Today's interesting read comes via my favorite blog, Lawyers Guns & Money, and diverges from their mostly political topics to excerpt this piece from the London Review of Books.



The discussion centers on the Red Sea Scrolls, which detail the daily life of the work crews who hauled limestone by boat to Giza for the construction of the pyramids. A main character is a supervisor/ship's captain named Merer, whose daily log recounts the stories of his men, their meals and drinking habits and the long-vanished ports where they labored. Absolutely fascinating stuff, hieroglyphics come to life as real people with hopes and burdens who've been dust for over four thousand years.


At the risk of the hackneyed and obvious, it gives one a little perspective, eh? Their climate and surroundings were greener and webbed with waterways, before their own experience of climate change over a hundred generations turned the place into the vast desert I recall when I flew there in 1989. They no doubt had their Trumps, their Musks, their pop stars and muddled priests and kids they'd worry about and miss on long expeditions to chisel limestone and float it to the construction site that occupied their entire generation. What of all those things they cared deeply about, things we cannot touch but for this glimpse the scrolls give us into the quotidian details of their workdays?


Remember you are dust, and to dust you will return.


Back in 1983 I took a course called Chinese Lives at USC, taught by Professor Will, a large, awkward, bald guy with a weakness for short sleeve shirts worn with a tie (ah, the things we remember!). Will was a great prof, engaging and so in love with his subject he made you want to fall in love with it as well. The structure of the course was, as the name suggests, biography, looking at the lives of certain Chinese who lived in one dynasty or the next, and finding insights into the values and the customs of the time through their stories.

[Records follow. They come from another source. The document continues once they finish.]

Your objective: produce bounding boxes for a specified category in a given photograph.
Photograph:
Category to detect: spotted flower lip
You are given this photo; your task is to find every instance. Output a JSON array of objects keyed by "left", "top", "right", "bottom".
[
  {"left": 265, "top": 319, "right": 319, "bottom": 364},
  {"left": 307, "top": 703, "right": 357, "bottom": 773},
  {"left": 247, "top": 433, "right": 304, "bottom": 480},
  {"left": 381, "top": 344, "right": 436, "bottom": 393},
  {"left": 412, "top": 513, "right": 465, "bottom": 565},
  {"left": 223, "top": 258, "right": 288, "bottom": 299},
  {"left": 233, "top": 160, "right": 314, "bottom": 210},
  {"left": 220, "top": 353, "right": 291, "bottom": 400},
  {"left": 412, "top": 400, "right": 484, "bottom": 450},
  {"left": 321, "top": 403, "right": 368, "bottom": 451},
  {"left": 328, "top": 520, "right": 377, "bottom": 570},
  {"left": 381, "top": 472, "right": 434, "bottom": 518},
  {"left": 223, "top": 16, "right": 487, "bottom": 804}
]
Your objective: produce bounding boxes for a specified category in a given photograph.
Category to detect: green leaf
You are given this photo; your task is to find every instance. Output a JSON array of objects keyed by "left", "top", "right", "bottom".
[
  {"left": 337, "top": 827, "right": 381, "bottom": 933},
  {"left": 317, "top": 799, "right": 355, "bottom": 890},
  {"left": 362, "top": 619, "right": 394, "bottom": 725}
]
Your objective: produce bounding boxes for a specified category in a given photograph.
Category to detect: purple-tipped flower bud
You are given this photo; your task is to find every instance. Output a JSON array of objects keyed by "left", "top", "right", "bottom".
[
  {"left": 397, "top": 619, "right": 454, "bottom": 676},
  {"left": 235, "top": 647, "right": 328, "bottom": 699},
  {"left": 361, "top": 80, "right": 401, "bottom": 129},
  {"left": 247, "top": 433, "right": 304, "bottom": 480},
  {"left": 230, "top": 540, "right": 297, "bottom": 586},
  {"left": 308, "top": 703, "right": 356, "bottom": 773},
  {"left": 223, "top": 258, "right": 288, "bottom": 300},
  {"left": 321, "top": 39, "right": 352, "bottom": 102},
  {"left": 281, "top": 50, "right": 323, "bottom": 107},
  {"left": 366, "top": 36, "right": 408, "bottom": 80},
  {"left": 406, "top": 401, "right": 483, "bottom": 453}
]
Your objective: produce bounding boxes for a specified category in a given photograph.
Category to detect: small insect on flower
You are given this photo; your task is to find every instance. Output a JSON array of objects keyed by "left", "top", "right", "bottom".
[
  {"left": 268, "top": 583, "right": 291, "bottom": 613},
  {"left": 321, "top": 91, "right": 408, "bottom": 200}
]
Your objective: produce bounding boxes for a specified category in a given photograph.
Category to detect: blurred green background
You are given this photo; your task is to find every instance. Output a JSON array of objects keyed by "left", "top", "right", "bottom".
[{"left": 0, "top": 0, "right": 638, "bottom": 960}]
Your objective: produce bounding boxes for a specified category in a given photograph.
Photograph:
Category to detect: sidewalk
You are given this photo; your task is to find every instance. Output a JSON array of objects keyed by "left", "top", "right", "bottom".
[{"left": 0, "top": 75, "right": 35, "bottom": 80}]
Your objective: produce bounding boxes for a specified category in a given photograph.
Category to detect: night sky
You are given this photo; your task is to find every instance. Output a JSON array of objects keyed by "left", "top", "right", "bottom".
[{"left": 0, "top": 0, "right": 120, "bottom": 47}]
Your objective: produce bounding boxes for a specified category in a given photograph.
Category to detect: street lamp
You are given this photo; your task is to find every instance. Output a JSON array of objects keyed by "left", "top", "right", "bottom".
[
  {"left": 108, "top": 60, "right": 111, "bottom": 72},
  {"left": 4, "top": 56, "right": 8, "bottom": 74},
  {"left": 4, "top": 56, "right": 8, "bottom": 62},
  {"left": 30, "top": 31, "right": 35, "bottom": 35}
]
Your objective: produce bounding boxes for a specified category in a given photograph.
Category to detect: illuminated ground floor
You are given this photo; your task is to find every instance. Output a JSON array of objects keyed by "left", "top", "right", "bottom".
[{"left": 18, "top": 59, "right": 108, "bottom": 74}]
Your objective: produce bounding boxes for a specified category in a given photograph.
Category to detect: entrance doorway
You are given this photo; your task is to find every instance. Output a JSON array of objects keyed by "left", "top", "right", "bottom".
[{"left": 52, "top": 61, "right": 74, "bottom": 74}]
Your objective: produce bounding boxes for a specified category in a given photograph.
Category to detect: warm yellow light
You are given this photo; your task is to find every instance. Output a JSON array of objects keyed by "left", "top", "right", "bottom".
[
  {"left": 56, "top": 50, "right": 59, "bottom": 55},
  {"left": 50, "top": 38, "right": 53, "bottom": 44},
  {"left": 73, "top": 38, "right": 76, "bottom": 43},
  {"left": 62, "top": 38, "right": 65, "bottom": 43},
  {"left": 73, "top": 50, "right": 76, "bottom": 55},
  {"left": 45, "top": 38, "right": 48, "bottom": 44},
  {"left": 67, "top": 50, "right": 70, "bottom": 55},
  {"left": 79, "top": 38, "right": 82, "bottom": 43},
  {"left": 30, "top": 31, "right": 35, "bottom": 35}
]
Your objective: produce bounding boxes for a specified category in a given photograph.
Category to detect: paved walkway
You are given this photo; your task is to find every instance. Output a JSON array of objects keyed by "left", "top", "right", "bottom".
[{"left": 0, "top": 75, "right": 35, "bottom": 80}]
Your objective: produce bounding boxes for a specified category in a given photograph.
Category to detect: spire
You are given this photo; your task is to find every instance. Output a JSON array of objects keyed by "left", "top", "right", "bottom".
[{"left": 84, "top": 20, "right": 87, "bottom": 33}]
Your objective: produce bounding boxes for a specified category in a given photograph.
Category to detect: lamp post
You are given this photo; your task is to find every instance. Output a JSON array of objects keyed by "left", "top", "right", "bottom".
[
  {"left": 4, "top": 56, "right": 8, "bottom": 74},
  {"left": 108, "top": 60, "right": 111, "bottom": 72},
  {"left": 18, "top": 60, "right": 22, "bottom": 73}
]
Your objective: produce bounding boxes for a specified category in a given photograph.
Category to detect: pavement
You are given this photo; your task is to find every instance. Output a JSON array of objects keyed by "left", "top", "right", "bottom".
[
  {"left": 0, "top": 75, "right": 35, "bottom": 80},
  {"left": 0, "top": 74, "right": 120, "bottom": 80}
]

The individual whose story stuck with me was Wang Yangming, one of those rarities who combined excelling as a philosopher with a life of action as a general. Sort of a Ming Dynasty version of Marcus Aurelius.


One detail I never forgot was Wang's practice each morning of reminding himself of his own mortality, and of the fleeting nature of the things that preoccupied him, by meditating in front of the coffin, his own coffin, that he ordered installed at his home. To state the obvious, those moments sharing a space with a physical reminder of his mortality helped him to live his life in a way that was paradoxically unburdened, as I recall the story. If this is where you're headed, why would you allow the worries of this moment to consume you?


I suspect Merer would lean over the gunnels of his cargo ship and tell us the same thing from the vantage point of 2600 B.C.


Time to get to work, but perhaps with a little lighter perspective on it all.